Although I’d been a little friendly with Buchanan for a dozen years or so, and greatly admired his courage in opposing the Neocons on foreign policy, I wasn’t too surprised to hear that he might be publishing a book promoting some rather strange ideas. Just a few years earlier, he’d released The Death of the West, which became an unexpected best-seller. After my friends at TAC had raved about its brilliance, I decided to read it for myself, and was greatly disappointed. Although Buchanan had generously quoted an excerpt from my own Commentary cover-story “California and the End of White America,” I felt that he’d completely misconstrued my meaning, and the book overall seemed a rather poorly-constructed and rhetorically right-wing treatment of the complex issues of immigration and race, topics upon which I’d been heavily focusing since the early 1990s. So under the circumstances, I was hardly surprised that the same author was now publishing some equally silly book about World War II, perhaps causing severe problems for his erstwhile TAC colleagues.
Months later, Buchanan’s history and the hostile TAC review both appeared, and as expected, a storm of controversy erupted.

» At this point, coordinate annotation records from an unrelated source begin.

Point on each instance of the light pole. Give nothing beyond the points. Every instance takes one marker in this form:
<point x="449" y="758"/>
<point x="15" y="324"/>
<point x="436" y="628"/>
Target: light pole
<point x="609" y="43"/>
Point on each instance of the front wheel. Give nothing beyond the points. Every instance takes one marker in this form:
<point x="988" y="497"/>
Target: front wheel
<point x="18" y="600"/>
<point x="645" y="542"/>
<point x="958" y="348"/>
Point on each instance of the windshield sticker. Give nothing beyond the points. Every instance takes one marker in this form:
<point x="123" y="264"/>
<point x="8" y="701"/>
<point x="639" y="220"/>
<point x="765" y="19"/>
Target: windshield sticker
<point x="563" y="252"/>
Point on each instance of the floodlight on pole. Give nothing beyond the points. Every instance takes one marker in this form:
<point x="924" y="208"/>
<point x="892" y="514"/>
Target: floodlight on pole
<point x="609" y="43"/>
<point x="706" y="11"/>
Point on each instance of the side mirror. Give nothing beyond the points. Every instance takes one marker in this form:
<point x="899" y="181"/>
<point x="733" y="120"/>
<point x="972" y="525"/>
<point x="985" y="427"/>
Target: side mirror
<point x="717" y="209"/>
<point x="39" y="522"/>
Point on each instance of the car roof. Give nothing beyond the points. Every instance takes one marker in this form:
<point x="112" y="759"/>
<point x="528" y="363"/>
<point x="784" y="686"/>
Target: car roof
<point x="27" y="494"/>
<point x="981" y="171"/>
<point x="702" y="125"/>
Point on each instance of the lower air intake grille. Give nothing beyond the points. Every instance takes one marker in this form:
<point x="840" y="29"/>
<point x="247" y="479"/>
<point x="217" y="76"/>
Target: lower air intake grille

Mainstream publications had largely ignored the book, but it seemed to receive enormous praise from alternative writers, some of whom fiercely denounced TAC for having attacked it. Indeed, the response was so extremely one-sided that when McConnell discovered that a totally obscure blogger somewhere had agreed with his own negative appraisal, he immediately circulated those remarks in a desperate attempt at vindication. Longtime TAC contributors whose knowledge of history I much respected, including Eric Margolis and William Lind, had praised the book, so my curiosity finally got the better of me and I decided to order a copy and read it for myself.
I was quite surprised to discover a work very different from what I had expected. I had never paid much attention to twentieth century American history and my knowledge of European history in that same era was only slightly better, so my views were then mostly rather conventional, having been shaped by my History 101 courses and what I’d picked up in decades of reading my various newspapers and magazines. But within that framework, Buchanan’s history seemed to fit quite comfortably.
The first part of his volume provided what I had always considered the standard view of the First World War. In his account of events, Buchanan explained how the complex network of interlocking alliances had led to a giant conflagration even though none of the existing leaders had actually sought that outcome: a huge European powder-keg had been ignited by the spark of an assassination in Sarajevo.